A few days after the delivery of said certificate, the plaintiff deposited in New York, to the credit of Bayne & Co., a sum sufficient to pay the same, and received, in January, 1866, oral notice from them that the certificate was discharged, and subject to its order. In March, 1866, the plaintiff received a written notice to the same effect, but did not apply for the surrender of said certificate. In April following, Bayne & Co. failed; and the plaintiff was then notified by the defendant that it held the certificate of deposit for value, and demanded the delivery of the bonds therein mentioned.

Wilkes, the president, was sent by the plaintiff to Baltimore to negotiate for the return of said certificate. He informed the defendant that it had been satisfied by the payment to Bayne & Co., and disavowed any legal liability on account of same to the defendant. To avoid suit, however, Wilkes offered to pay $5,000 upon the delivery of the certificate; which defendant refused, but offered to take $20,000, and threatened suit unlessso settled. Wilkes declined to pay this sum, but asked for delay until he could return to Charlotte and consult the directors of his bank. He again returned to Baltimore, and new negotiations for compromise of the controversy between the two banks in regard to their respective rights to the certificate were opened. Wilkes ascertained that the defendant held, among its collaterals from Bayne & Co., a large number of shares of Washington, Alexandria, and Georgetown Railroad stocks, the market-value of which had been seriously depressed by the failure of Bayne & Co. Having informed himself in regard to the condition of the stock and its supposed value, and after one or two interviews with the president and directors of the defendant, it was finally agreed that the plaintiff should take four hundred shares of the Washington, Alexandria, and Georgetown Railroad stock, and one thousand shares of the Maryland Anthracite stock, the same being valued at $40,000; and one hundred and twenty-five shares of the stock of the plaintiff, valued at $15,000, the latter, inasmuch as he was advised that a national bank could not buy its own stock, to be taken by

Wilkes himself; thus making $55,000. Upon the basis of this settlement, the defendant was to deliver to Wilkes the certificate held by it for the $55,000 United States bonds. The plaintiff paid to the defendant the sum of $40,000 according to the terms of the above settlement, and received the certificates for one thousand shares coal stock. The four hundred shares of railroad stock were not then delivered, there being a suit about it at the time of the agreement which prevented all transfers; but it was regarded and treated by both parties as belonging to the plaintiff.

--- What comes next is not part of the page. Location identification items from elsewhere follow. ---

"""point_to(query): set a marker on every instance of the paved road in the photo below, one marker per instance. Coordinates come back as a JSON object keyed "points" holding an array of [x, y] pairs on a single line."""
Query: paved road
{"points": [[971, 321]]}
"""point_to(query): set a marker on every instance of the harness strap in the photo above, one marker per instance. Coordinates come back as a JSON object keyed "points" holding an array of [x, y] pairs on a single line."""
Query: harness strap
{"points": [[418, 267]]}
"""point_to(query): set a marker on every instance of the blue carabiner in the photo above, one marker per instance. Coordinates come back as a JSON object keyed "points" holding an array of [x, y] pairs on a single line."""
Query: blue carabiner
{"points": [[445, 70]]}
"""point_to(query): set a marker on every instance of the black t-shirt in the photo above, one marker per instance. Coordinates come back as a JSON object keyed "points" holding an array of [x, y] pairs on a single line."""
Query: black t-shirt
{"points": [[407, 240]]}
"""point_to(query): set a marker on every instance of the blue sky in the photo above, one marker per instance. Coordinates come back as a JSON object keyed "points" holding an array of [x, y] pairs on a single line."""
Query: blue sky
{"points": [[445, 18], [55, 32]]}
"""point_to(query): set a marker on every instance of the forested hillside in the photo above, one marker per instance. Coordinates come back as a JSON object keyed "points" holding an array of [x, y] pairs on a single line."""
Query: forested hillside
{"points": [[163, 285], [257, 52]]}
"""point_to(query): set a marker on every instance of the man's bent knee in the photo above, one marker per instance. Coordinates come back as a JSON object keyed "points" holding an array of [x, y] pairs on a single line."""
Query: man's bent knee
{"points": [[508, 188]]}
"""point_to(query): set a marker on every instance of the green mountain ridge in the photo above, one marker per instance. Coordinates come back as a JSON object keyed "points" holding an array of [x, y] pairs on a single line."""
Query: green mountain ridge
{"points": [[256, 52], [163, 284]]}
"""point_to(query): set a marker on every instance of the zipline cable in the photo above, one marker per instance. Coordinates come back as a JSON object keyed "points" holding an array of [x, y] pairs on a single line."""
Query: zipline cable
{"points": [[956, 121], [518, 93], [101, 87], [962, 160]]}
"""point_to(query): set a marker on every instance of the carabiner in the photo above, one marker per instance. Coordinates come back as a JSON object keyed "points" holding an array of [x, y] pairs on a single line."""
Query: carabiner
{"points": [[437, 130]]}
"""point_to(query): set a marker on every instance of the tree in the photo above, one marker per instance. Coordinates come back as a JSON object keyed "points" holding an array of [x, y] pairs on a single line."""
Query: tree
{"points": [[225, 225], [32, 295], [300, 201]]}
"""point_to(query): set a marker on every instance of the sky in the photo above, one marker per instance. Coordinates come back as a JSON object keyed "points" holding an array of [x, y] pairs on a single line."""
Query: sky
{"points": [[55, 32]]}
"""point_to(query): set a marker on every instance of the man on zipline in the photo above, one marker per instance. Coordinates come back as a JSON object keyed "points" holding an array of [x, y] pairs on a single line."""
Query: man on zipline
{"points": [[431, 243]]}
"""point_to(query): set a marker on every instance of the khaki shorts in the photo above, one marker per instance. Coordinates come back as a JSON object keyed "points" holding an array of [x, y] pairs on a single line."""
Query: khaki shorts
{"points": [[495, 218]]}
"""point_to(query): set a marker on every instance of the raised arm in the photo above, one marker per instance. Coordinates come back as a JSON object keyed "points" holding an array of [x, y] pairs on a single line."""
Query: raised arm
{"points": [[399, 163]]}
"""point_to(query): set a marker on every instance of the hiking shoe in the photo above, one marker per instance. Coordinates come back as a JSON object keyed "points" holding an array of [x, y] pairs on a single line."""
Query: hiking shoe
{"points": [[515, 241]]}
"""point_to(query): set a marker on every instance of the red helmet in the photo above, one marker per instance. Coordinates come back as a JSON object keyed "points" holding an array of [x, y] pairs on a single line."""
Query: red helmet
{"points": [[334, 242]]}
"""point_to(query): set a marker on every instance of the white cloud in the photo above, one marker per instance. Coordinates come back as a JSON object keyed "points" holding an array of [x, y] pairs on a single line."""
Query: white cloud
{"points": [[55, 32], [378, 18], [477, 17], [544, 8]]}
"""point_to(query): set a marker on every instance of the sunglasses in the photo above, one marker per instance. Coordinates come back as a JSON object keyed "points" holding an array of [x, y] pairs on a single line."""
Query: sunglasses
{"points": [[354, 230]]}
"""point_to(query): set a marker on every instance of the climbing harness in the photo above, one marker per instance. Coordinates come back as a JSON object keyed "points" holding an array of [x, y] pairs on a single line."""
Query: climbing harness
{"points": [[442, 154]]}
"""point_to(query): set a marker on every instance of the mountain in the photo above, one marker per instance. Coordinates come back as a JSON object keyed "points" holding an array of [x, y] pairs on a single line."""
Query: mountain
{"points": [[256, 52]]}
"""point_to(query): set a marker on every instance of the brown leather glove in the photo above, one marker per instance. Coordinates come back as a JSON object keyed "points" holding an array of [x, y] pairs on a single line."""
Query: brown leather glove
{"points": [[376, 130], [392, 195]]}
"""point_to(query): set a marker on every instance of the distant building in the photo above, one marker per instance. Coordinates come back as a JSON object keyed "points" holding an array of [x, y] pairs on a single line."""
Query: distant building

In September, 1869, nearly three years after the date of the settlement, suit was brought by the plaintiff in the Superior Court of Baltimore City to recover the $40,000 paid by it to the defendant in pursuance of the arrangement above stated. At the request of the plaintiff, the court granted the following propositions of law:

First, That if the plaintiff agreed to purchase for $40,000 the railroad and coal stock, and paid that sum, then the court must find for the plaintiff for that amount; provided the court shall find that the defendant knew the plaintiff to be a national bank, and shall further find that the certificate of deposit was delivered up in consequence of said contract, if by said contract no part of the $40,000 was to be paid for the certificate.

Second, That if the plaintiff agreed to purchase the said stock for $40,000, and Wilkes also agreed to purchase for $15,000 one hundred and twenty-five shares of plaintiff's stock, and the inducement to both agreements was Wilkes's desire to obtain the certificate of deposit, and he did so obtain it, that does not inure to make the first contract valid, provided the court shall find, that, by the first-mentioned contract, the consideration for which the sum of $40,000 was to be paid was the railroad and coal stock, and that no part of said sum was to be paid for the certificate of deposit.

Third, That if the plaintiff, in order to compromise the certificate of deposit, agreed to purchase it and the railroad and coal stock for 40,000, and paid the money, then the plaintiff is entitled to recover so much of said sum as the court shall find was paid for said stock.